The room number flashed on my screen. As the elevator slowly climbed, I made a silent assessment of how I would likely react.
Only 24 hours ago, I bid farewell to someone for one final time in the same room.
I stepped inside, only to be greeted with such an overwhelming amount of hope that it’s almost suffocating.
…Here we go again. The frailty of life is always the bigger picture, although each story unfolds differently. In fact, some of them won’t end in death. Well, not yet.
Whenever someone died, I like to give myself time to reflect on each person’s history and legacy. My meticulous mental calendar does not give preference to birthdays over deaths. I allow myself to feel sad, happy, disappointed, inspired… whatever it may be. That’s how I learn, grow, and “move on.”

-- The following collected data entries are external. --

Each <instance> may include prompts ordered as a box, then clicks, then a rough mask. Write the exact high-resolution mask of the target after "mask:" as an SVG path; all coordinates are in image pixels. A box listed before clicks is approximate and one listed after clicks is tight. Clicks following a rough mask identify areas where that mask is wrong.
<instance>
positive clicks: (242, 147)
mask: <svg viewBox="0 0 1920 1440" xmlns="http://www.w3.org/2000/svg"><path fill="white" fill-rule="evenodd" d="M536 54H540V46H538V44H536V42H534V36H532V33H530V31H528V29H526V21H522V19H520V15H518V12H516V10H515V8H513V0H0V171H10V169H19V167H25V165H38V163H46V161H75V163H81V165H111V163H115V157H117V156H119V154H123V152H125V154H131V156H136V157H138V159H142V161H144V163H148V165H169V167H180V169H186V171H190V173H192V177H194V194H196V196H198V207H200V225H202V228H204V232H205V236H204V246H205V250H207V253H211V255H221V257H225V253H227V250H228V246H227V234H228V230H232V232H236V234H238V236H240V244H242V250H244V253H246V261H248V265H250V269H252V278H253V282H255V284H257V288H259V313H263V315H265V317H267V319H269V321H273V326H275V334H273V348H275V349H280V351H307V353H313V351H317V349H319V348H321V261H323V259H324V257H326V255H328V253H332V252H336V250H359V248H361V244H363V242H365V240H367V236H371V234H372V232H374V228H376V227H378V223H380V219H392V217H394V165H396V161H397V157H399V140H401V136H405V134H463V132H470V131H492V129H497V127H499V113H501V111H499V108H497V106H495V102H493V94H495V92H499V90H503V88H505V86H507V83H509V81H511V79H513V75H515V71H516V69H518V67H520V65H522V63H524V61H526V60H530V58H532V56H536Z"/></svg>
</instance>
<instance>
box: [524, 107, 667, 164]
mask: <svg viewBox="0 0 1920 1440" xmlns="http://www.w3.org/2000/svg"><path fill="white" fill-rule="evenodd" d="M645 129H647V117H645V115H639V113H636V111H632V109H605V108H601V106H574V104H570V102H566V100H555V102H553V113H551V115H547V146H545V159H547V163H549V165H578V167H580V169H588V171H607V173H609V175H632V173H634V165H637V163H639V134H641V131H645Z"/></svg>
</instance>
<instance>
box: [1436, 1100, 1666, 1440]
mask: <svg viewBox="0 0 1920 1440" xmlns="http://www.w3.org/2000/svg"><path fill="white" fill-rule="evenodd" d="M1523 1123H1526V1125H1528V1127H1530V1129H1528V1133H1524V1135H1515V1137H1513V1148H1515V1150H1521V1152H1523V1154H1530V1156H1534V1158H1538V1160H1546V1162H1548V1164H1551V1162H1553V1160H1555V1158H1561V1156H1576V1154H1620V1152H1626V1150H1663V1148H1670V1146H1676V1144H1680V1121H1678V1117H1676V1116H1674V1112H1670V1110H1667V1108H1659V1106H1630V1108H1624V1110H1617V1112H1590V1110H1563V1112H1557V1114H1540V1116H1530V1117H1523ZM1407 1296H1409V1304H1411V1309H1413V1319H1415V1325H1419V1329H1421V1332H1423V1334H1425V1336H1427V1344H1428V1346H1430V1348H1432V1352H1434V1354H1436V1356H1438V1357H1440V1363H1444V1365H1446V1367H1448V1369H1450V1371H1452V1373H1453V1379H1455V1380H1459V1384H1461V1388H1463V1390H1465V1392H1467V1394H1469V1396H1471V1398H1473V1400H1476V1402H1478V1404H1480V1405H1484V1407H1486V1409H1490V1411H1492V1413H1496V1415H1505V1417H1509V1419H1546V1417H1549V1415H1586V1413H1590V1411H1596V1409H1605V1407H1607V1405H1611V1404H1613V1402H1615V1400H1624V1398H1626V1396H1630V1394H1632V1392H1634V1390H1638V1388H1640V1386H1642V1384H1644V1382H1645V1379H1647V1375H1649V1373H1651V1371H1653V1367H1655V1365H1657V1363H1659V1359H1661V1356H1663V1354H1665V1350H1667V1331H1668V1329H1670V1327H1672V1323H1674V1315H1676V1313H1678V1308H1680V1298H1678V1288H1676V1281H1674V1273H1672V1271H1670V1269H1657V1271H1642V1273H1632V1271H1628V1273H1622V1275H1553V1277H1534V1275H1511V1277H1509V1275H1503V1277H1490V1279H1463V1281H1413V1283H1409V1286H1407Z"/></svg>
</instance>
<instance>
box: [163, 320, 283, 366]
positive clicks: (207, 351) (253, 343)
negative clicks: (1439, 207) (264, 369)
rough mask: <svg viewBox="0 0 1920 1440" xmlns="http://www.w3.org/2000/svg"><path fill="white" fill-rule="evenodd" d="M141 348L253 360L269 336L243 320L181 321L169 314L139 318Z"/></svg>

I am comfortable with the way I deal with death and dying. What I am uncomfortable with is our healthcare system’s relative lack of competence in dealing with death besides fighting it, frowning upon it, or forgetting about it. It’s probably easier for those of us in the “softer” speciality areas to reach out. Anecdotally, I seldom hear surgeons discuss the death of a patient, unless it is the technical aspect of things. A recent review highlights how little systematic research has been done in the past 2 decades to help physicians deal with grief: http://www.ncbi.nlm.nih.gov/pmc/articles/PMC3366454/
While everyone deals with issues of death and dying differently, how we cope may indirectly compromise job satisfaction and quality of care. Just because one has seen thousands of deaths doesn’t mean one is now an “expert” in coping with death. Within healthcare settings, it’d be nice to encourage ongoing death education and grief support to staff at all levels of care.